Un fils rend un hommage à son père, un prêtre militant qui a voué sa vie aux plus démunis des bidonvilles de Caracas et des docks d'Anvers.

Il est possible de raconter un passé que l’on n’a pas connu sans le figer. Il est possible pour un fils de brosser un portrait de son père sans l’ériger en héros. Dans PERSONA NON GRATA Non Grata, Fabio Wuytack (VdR 2005, MADE IN ITALY) accompagne son père, Frans, au Venezuela, où ce dernier oeuvrait dans les années 1960 comme prêtre dans les quartiers les plus défavorisés, les barrios (bidonvilles) de Caracas. Proche des pauvres, Frans vit avec eux, dans les mêmes conditions matérielles, partageant ses biens avec les plus démunis. Scandalisé par cette misère et refusant de croire à l’immuabilité de la situation, il entame une série d’actions militantes, réclamant plus d’égalité entre les différentes couches sociales, et il compromet alors ses liens avec l’Église. Peu importe! Les gens souffrent et il veut les aider sans attendre les hypothétiques mesures des politiques. Jeté sept fois en prison, toujours soutenu par les habitants des barrios, il sera finalement expulsé du pays en 1970, devenu persona non grata.
Deux ans plus tard, alors qu’il travaille comme ouvrier dans les docks d’Anvers, il sème le trouble en militant pour des conditions de travail décentes et se voit retirer par l’Église son ministère de prêtre. Il retourne au Venezuela, aidé par les guérilleros, mais se fait à nouveau expulser. L’interdiction de pénétrer sur territoire ayant été levée par Chavez en 2000, Frans Wuytack retourne dans les quartiers où il a vécu, accompagné de son fils, cinéaste.
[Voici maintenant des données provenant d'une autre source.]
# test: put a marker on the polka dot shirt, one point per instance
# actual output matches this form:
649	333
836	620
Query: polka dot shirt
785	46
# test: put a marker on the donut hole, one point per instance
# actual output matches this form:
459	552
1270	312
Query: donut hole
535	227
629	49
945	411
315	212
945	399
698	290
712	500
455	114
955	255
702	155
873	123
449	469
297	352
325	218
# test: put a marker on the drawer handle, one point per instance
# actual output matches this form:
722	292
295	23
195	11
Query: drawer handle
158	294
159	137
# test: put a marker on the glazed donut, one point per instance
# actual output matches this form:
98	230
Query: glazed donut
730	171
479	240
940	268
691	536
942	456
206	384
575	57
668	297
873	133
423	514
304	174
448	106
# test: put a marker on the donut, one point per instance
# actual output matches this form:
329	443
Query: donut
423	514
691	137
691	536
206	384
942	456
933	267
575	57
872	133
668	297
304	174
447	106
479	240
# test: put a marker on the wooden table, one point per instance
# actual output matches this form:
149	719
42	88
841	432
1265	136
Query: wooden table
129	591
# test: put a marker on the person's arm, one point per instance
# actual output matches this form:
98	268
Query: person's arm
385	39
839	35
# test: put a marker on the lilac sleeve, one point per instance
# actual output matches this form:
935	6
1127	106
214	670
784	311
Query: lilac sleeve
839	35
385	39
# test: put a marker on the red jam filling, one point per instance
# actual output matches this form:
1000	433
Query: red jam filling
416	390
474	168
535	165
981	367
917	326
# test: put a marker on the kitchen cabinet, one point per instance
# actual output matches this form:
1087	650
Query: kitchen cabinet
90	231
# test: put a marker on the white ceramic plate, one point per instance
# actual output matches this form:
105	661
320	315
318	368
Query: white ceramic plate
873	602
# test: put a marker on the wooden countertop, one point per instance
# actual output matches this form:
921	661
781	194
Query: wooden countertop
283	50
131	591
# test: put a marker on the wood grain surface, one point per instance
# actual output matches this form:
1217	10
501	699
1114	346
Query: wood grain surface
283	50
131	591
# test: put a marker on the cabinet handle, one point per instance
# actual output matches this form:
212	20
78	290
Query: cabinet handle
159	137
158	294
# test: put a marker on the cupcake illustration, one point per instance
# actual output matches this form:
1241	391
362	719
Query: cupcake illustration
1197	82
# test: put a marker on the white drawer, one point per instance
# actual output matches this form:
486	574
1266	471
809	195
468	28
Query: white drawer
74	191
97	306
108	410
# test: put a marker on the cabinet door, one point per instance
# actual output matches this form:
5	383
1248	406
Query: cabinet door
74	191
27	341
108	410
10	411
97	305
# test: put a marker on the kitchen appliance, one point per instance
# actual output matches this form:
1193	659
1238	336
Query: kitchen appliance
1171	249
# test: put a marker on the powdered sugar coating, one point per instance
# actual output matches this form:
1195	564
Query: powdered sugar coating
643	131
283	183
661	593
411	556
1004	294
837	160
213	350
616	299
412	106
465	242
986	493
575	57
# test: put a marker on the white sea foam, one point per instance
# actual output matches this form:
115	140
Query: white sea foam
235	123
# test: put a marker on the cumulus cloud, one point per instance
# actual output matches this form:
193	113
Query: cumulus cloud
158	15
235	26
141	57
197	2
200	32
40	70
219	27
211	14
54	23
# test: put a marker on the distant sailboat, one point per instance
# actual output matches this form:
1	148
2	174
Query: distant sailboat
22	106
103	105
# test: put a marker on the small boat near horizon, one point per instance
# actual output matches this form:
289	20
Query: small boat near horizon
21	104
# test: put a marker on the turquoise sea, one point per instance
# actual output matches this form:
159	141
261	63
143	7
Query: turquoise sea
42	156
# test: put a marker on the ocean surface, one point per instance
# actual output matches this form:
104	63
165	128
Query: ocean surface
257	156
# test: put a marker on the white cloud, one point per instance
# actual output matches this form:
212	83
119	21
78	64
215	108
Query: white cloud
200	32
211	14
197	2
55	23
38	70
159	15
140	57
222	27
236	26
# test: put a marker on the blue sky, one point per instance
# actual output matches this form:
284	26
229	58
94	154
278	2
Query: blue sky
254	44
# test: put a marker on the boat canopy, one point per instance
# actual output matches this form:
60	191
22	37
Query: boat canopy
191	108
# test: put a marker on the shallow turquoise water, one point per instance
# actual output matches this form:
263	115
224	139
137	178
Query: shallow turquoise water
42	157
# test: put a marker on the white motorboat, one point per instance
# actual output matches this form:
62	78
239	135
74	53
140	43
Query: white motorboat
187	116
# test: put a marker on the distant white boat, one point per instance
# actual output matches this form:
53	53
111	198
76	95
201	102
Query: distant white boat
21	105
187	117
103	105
Une occasion de réaliser un film qui découvre la personnalité et le courage hors du commun de cet homme.
Toujours dans une dynamique de mouvement, mu par l’envie de partager le parcours de son père, et certainement par l’admiration et la fierté, le réalisateur filme les acteurs et les lieux du passé dans une mouvance et avec un rythme qui rendent la vivacité avec laquelle son père est présent dans le coeur de ceux qui l’ont connu.
Il inscrit sa démarche filmique dans une volonté de tirer une droite ligne entre l’engagement, la passion, la ténacité, l’authenticité avec lesquels son père s’est donné pour les plus pauvres et l’homme qu’il est aujourd’hui. Un homme qui voue sa vie aux autres, dont la générosité n’a d’égale que celle avec laquelle son fils lui rend hommage.